If there’s any one thing that consumes me it’s a sense of loss–ongoing, ever-present, beyond my control.
Today was a day of loss. It began with news that a former neighbor, a woman I’ve known for more than 40 years, suddenly passed away. While we knew she had a few health problems none of us expected this.
Then this evening the news of Pete Fornatale’s passing came over the transom. Truth be told, I was never a fan as some were. I recognized the passion for the music, the distinct Bronx accent, the gentleness. But I never succumbed, who knows why. Back in the 70s my friend Tom lectured me on the differences between the free-form stations we had our choice of listening to. WNEW-FM, he declared, was notable for its sets based on extended themes.

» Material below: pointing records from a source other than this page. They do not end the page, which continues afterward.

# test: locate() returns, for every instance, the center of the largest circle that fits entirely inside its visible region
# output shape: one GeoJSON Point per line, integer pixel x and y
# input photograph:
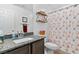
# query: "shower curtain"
{"type": "Point", "coordinates": [63, 28]}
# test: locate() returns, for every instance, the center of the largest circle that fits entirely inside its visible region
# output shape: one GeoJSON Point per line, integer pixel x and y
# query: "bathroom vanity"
{"type": "Point", "coordinates": [35, 46]}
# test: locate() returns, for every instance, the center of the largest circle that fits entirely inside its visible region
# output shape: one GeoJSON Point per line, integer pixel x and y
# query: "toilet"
{"type": "Point", "coordinates": [50, 47]}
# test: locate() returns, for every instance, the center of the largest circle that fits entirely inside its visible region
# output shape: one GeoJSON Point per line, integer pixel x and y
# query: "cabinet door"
{"type": "Point", "coordinates": [38, 47]}
{"type": "Point", "coordinates": [21, 50]}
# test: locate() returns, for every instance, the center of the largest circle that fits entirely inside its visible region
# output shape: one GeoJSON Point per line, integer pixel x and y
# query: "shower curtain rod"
{"type": "Point", "coordinates": [66, 7]}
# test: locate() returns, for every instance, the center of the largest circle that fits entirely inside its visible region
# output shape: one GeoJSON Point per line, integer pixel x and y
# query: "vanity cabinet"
{"type": "Point", "coordinates": [36, 47]}
{"type": "Point", "coordinates": [20, 50]}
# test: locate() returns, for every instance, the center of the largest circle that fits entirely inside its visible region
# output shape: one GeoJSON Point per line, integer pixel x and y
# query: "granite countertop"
{"type": "Point", "coordinates": [9, 44]}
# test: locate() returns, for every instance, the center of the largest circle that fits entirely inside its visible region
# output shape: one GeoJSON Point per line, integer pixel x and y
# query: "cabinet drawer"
{"type": "Point", "coordinates": [20, 50]}
{"type": "Point", "coordinates": [38, 47]}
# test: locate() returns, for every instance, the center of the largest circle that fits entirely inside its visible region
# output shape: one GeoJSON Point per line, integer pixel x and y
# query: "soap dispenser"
{"type": "Point", "coordinates": [1, 36]}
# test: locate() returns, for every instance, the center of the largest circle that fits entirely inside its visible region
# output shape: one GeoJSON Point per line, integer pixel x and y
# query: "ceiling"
{"type": "Point", "coordinates": [45, 7]}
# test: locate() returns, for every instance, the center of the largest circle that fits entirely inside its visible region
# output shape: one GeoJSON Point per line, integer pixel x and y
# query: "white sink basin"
{"type": "Point", "coordinates": [22, 40]}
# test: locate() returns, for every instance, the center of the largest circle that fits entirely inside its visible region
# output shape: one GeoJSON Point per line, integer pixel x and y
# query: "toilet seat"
{"type": "Point", "coordinates": [51, 46]}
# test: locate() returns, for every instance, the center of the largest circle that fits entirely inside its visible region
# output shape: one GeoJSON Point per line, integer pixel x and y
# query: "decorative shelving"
{"type": "Point", "coordinates": [41, 17]}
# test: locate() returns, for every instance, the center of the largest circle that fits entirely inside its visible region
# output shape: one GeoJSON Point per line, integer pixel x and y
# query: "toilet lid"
{"type": "Point", "coordinates": [50, 45]}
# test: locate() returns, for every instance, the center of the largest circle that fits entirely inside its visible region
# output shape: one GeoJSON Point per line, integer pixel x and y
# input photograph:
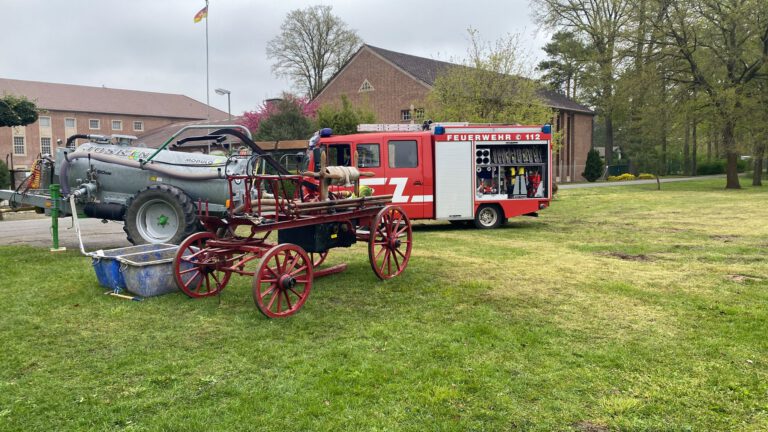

Pete was the king of those themes.
As I’ve suggested, my journey doesn’t have a path back to a garden and so that late 60s ethos always grated on me. And yet I was a radio obsessive, sucking in as much music as I could whenever I could. Still am and still do. So, almost inevitably, the WNEW-FM crew–including Pete–were part of that journey. Which is why I find myself missing a long dormant part of my youth. I find myself saddened by the loss of a fellow music lover with Bronx roots.
Death has been a companion–unwanted and unloved–since I was three. Yet death does serve a purpose: to remind us of the preciousness of life. So, for every song I ever heard Pete play that sparked a smile or a shout of joy from me or anybody else, here’s to life.
Get some rest, Pete, you did good.
One thought on “A Day of Loss”
Amen. Thanks for that lovely and worthy tribute. I’m really sorry for the loss of your friend and former neighbor.